U.S. Department of Labor Clarifies Employees vs. Contractors

The U.S. Department of Labor’s final rule affirms that a worker is not an independent contractor if they are, as matter of economic reality, economically dependent on an employer for work. 

Photo: Canva/Automotive Fleet

The U.S. Department of Labor has laid the ground work to help employers distinguish workers as employees versus independent contractors under the Fair Labor Standards Act.

This can help commercial fleet managers determine which category their drivers fall into. Many larger commercial fleets rely on independent contractors — or owner-operators as they’re often referred to in the fleet industry — for things like last-mile deliveries and other services.

Some fleets also use independent contractors for mechanic work.

Why the Rule is in Place

The final rule provides guidance on proper classification and seeks to combat employee misclassification, which impacts workers’ rights to minimum wage and overtime pay, facilitates wage theft, allows some employers to undercut their law-abiding competition, and hurts the economy at-large, the department stated in a press release.

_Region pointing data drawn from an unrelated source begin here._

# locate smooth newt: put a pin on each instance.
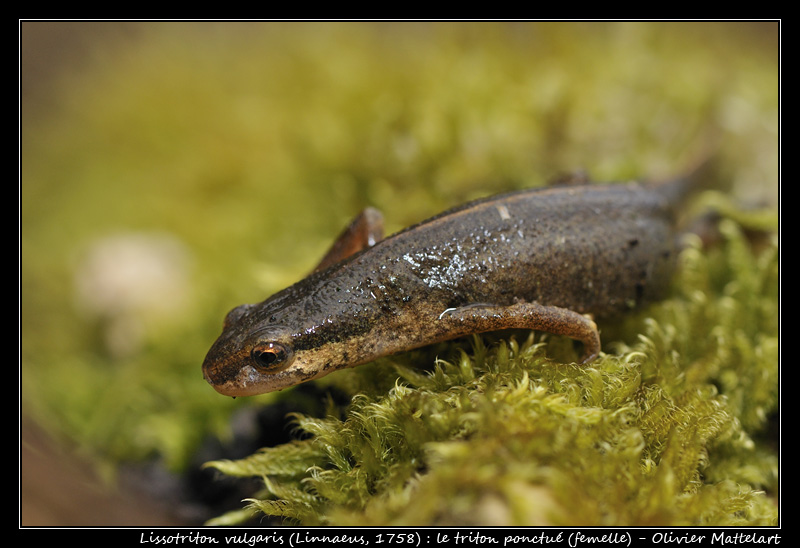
(548, 259)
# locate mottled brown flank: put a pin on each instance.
(536, 259)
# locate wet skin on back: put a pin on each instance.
(542, 259)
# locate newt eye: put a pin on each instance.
(271, 357)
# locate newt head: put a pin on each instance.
(249, 358)
(254, 356)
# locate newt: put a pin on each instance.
(550, 259)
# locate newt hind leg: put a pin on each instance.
(364, 231)
(480, 318)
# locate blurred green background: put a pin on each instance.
(171, 171)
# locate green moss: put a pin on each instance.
(251, 145)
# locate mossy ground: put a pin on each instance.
(249, 146)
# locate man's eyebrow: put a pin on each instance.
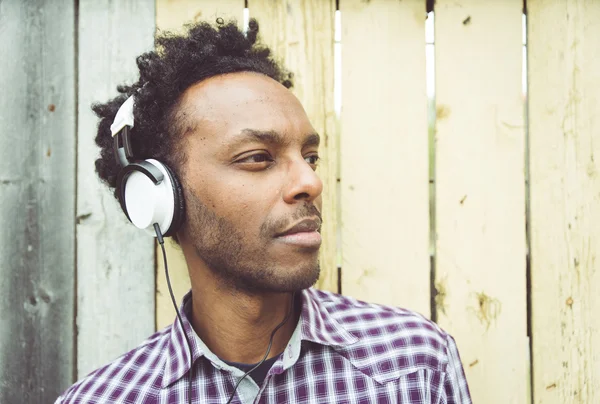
(273, 137)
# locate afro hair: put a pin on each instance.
(178, 62)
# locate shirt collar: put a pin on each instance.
(316, 324)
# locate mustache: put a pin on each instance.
(304, 211)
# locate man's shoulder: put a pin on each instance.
(134, 373)
(393, 338)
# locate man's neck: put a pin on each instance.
(237, 326)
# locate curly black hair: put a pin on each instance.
(179, 61)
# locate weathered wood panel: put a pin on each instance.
(115, 261)
(37, 199)
(301, 35)
(170, 16)
(480, 214)
(384, 163)
(564, 116)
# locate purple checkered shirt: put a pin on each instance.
(342, 351)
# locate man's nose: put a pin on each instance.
(303, 183)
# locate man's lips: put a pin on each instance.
(303, 234)
(305, 225)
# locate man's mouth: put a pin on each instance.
(305, 233)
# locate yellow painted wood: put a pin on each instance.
(301, 34)
(170, 16)
(480, 215)
(384, 163)
(564, 113)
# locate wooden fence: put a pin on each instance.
(511, 271)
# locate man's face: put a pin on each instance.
(249, 179)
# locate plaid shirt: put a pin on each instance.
(342, 351)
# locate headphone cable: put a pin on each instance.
(268, 348)
(161, 241)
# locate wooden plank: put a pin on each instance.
(564, 132)
(480, 215)
(37, 199)
(115, 261)
(170, 16)
(384, 164)
(301, 35)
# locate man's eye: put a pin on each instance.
(257, 158)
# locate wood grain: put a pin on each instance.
(115, 261)
(564, 116)
(301, 36)
(480, 214)
(37, 199)
(384, 158)
(171, 15)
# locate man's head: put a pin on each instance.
(216, 108)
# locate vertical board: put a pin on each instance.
(171, 15)
(37, 199)
(115, 261)
(480, 207)
(384, 164)
(301, 36)
(564, 132)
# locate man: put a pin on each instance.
(215, 108)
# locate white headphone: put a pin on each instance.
(148, 190)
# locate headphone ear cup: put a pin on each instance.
(179, 204)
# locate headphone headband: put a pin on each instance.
(148, 191)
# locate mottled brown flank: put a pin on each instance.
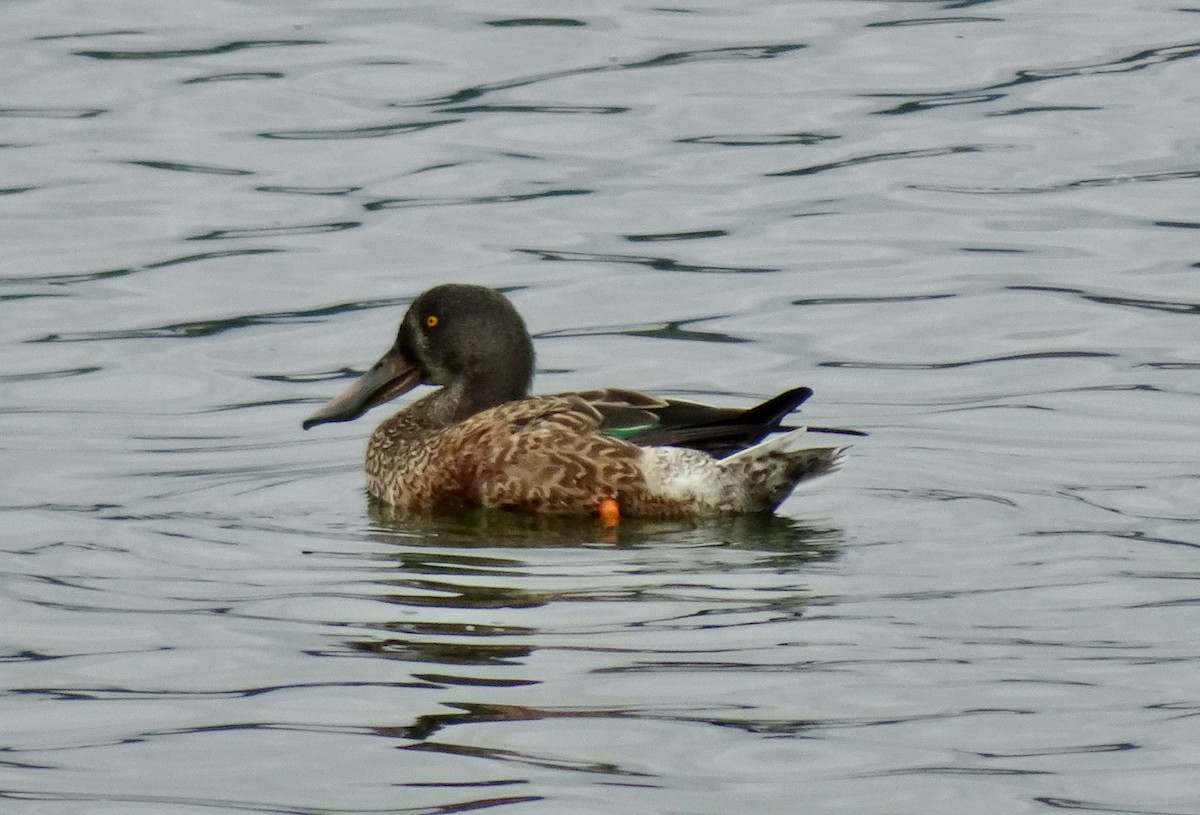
(541, 455)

“Misclassifying employees as independent contractors is a serious issue that deprives workers of basic rights and protections,” Acting Secretary of Labor Julie Su said. “This rule will help protect workers, especially those facing the greatest risk of exploitation, by making sure they are classified properly and that they receive the wages they’ve earned.”

This final rule rescinds the 2021 Independent Contractor Rule which the department believes is not consistent with the law and precedent. 

The guidance provided by the final rule aligns with longstanding judicial precedent on which employers have previously relied to determine a worker’s status as either an employee or independent contractor.

The new rule will preserve essential worker rights and provide consistency for entities covered by the Fair Labor Standards Act. 

The new “independent contractor” rule restores the multifactor analysis used by courts for decades, ensuring that all relevant factors are analyzed to determine whether a worker is an employee or an independent contractor.

About the Final Rule

This final rule affirms that a worker is not an independent contractor if they are, as matter of economic reality, economically dependent on an employer for work. 

The final rule applies the following six factors to analyze employee or independent contractor status under the Fair Labor Standards Act:

  • Any opportunity for profit or loss a worker might have.
  • The financial stake and nature of any resources a worker has invested in the work.
  • The degree of permanence of the work relationship.
  • The degree of control an employer has over the person’s work.
  • Whether the work the person does is essential to the employer’s business.
  • A factor regarding the worker’s skill and initiative.

The new rules may have a huge effect on the drayage trucking industry. Read about one association’s vow to challenge the rules.

What About State Labor Laws?

Per the U.S. Constitution, federal law supersedes state laws. The exception is when state laws offer more rights and protections. This is often the case with labor laws.

The final rule takes effect on March 11, 2024.